Dr Kate is at pains to emphasise that organic farming is not a simple switch-over to different inputs - or, rather, a return to traditional practices - but involves a "bundle" of measures. It is most necessary to monitor the health of the soil. Samples randomly collected from 8% of the villages covered have shown a clear improvement in the nitrogen content and level of beneficial microbial activity. "If you save the soil, you save the nutrient," he points out. There is extensive use of nutrients which are available in situ, like leaf litter and cattle urine.
Despite these gains, Dharamitra is aware of the obstacles to wide-spread adoption of this alternative. Farmers need to undergo a major change in mindset to apply contour bunding and composting, techniques which require constant monitoring and regular maintenance. As Dr Kate admits candidly: "Although crop productivity under the non-chemical system has been brought almost at par with that of the chemical system, the overall productivity is still quite low. Similarly, even if a noteworthy increase has been registered in the net incomes of the farmers under the non-chemical system, the total income is still very low to meet their livelihood needs."

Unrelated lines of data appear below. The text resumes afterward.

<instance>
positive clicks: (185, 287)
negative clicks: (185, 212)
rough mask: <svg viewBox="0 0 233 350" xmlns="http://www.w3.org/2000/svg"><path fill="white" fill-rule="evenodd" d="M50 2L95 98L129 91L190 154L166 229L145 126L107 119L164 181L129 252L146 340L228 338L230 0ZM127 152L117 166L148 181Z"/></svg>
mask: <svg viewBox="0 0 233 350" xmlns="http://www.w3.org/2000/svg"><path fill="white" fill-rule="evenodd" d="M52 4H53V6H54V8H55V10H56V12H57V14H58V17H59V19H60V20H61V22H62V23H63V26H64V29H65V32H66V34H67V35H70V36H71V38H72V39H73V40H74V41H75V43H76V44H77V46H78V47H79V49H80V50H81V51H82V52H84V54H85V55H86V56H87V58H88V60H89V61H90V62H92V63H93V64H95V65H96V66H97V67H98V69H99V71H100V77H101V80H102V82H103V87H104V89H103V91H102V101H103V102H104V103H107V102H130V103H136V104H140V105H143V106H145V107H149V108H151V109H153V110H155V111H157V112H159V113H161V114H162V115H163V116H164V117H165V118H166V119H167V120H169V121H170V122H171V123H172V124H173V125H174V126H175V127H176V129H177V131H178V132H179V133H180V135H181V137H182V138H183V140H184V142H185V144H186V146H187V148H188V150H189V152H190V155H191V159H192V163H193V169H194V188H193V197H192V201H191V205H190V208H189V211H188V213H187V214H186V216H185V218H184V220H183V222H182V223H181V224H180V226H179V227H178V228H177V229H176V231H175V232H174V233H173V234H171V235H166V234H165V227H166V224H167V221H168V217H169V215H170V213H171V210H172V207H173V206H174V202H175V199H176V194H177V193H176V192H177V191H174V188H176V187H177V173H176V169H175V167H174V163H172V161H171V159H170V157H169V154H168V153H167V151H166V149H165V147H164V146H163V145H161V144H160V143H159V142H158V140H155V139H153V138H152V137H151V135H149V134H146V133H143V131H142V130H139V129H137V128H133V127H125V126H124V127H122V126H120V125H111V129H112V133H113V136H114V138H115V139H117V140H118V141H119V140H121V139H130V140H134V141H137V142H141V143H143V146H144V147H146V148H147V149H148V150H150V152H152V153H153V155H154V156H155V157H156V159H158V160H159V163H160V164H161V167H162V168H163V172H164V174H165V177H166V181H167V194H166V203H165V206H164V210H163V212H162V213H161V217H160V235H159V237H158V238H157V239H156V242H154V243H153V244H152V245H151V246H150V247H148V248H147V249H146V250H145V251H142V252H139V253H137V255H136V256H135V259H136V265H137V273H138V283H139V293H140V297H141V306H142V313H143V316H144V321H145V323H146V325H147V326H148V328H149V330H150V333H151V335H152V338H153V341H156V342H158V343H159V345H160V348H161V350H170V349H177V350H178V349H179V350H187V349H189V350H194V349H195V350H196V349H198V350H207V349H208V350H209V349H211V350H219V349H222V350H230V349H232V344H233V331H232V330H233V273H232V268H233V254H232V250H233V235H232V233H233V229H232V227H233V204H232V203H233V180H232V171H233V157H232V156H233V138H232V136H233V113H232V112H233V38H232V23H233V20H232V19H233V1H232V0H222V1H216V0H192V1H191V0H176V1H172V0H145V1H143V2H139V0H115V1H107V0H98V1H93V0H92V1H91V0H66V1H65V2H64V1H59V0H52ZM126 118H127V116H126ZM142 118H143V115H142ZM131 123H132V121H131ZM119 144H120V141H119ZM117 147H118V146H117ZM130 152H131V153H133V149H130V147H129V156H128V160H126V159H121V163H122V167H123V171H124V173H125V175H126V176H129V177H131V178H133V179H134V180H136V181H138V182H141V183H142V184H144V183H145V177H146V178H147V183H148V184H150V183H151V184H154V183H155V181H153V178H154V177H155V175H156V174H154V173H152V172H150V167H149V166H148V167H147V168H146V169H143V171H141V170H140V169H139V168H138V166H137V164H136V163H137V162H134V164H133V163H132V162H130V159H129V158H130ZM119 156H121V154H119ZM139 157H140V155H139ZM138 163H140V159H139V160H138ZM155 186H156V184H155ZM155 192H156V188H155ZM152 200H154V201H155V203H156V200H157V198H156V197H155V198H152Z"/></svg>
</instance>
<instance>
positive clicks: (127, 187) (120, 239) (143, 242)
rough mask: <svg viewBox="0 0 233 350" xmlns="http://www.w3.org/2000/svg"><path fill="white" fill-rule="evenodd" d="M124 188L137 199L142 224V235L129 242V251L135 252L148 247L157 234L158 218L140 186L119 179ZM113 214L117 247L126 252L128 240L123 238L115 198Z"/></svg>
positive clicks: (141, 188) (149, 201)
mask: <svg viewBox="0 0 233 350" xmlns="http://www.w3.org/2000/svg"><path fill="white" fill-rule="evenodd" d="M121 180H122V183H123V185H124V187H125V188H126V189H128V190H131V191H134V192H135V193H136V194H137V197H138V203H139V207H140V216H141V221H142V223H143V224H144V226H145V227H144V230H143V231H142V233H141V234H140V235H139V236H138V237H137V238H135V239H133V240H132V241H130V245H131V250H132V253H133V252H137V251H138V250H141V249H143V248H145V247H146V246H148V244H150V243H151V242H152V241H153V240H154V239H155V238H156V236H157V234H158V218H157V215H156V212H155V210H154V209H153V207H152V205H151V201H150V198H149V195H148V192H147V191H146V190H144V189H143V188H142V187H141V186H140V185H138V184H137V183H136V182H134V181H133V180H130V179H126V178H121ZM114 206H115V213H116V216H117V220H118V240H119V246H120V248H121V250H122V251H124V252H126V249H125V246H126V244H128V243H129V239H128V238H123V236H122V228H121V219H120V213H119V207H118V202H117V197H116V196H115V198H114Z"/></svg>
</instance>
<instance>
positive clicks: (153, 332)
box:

Manohar Parchure, who is the moving spirit behind the Maharashtra Organic Farmers Association - the state is the leader in this respect - cites how 5 lakh farmers have turned to this practice. However, none of the universities have done any work in this area and therefore there is no academic data available. The average loan, with current farming methods, is Rs.40,000 per family. "Earlier, we imported wheat," he observes. "Now we import fertilizer."